Each LLM is given the same 1000 chess puzzles to solve. See puzzles.csv
. Benchmarked on Mar 25, 2024.
Model | Solved | Solved % | Illegal Moves | Illegal Moves % | Adjusted Elo |
---|---|---|---|---|---|
gpt-4-turbo-preview | 229 | 22.9% | 163 | 16.3% | 1144 |
gpt-4 | 195 | 19.5% | 183 | 18.3% | 1047 |
claude-3-opus-20240229 | 72 | 7.2% | 464 | 46.4% | 521 |
claude-3-haiku-20240307 | 38 | 3.8% | 590 | 59.0% | 363 |
claude-3-sonnet-20240229 | 23 | 2.3% | 663 | 66.3% | 286 |
gpt-3.5-turbo | 23 | 2.3% | 683 | 68.3% | 269 |
claude-instant-1.2 | 10 | 1.0% | 707 | 66.3% | 245 |
mistral-large-latest | 4 | 0.4% | 813 | 81.3% | 149 |
mixtral-8x7b | 9 | 0.9% | 832 | 83.2% | 136 |
gemini-1.5-pro-latest* | FAIL | - | - | - | - |
Published by the CEO of Kagi!
This is obvious for people who understand the basics of LLM. However, people are fooled by how intelligent these LLM sounds, so they mistake it for actually being intelligent.
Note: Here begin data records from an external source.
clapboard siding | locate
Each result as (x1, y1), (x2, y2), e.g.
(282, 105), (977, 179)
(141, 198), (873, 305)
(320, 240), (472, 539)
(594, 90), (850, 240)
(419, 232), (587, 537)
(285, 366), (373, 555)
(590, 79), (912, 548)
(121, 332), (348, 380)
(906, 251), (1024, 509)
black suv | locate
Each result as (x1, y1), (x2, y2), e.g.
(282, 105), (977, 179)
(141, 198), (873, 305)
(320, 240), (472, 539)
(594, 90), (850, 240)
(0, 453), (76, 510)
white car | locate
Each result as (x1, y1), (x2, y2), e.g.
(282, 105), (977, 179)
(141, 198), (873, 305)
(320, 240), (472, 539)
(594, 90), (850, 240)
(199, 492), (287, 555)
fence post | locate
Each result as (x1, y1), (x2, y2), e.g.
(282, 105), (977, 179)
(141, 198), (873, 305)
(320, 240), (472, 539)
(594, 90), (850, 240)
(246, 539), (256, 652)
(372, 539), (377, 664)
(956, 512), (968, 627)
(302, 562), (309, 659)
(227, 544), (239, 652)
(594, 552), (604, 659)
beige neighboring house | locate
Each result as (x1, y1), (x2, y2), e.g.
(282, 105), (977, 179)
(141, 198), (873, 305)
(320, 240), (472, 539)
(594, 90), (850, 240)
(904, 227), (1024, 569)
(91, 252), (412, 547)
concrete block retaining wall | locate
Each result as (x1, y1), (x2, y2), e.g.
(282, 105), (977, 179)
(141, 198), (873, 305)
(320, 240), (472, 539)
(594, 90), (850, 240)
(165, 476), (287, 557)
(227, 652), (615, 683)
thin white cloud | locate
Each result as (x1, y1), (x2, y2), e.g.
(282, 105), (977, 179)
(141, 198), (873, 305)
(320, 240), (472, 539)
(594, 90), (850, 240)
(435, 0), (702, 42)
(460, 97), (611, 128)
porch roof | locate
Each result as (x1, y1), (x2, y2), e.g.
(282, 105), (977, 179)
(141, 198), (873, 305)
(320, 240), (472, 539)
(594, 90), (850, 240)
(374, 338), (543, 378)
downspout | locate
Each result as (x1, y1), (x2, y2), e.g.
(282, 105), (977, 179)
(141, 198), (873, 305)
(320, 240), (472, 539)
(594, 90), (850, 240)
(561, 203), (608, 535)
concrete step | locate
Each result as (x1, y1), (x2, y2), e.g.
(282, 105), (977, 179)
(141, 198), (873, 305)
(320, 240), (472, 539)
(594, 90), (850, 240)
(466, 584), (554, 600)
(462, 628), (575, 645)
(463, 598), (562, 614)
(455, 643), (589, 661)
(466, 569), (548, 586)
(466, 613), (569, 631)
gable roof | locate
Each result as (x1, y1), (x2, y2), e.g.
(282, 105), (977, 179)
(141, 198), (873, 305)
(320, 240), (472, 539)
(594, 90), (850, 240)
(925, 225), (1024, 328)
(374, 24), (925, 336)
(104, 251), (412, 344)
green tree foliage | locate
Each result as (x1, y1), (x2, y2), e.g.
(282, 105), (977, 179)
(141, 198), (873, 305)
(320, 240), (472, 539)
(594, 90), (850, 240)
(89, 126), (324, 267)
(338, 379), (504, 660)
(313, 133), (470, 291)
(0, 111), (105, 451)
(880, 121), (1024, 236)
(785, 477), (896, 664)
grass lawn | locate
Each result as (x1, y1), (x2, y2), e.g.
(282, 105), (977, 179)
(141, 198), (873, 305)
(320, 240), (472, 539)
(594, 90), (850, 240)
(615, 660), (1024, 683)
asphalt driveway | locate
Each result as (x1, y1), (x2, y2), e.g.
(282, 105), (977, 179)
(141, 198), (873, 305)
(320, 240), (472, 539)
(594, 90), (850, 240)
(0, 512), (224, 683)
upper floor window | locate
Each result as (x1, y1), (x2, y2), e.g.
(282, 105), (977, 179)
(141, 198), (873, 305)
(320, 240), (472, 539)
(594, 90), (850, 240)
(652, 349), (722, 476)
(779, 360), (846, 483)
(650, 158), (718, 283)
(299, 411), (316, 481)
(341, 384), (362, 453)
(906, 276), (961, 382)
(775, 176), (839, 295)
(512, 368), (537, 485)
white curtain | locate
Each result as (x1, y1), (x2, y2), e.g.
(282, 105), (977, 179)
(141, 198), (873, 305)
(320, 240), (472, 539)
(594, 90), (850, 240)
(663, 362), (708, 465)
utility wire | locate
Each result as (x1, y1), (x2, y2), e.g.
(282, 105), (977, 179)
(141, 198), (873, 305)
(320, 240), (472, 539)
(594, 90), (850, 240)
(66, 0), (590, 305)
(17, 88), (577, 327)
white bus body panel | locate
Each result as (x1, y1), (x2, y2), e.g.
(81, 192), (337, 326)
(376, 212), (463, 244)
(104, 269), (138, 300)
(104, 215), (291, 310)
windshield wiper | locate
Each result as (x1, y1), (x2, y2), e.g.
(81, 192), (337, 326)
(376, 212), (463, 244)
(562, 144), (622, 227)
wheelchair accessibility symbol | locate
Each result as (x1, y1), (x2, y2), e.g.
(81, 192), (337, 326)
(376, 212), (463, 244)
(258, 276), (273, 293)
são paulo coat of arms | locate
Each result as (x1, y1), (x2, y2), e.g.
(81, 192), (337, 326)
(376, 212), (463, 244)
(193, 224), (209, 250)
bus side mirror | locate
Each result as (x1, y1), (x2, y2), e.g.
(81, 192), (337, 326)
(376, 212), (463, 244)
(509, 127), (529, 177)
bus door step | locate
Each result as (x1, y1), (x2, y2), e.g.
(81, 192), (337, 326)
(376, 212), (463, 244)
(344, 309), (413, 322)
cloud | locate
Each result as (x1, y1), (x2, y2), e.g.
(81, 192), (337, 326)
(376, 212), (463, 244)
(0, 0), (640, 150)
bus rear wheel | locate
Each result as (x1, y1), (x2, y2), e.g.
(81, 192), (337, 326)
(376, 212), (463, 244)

So, even if this is an open door, I still think it’s good someone is kicking it in to make it clear that llms are not generally intelligent.
Agreed, it’s good to have these kinds of articles so people get a better feel for what tools like this are and aren’t.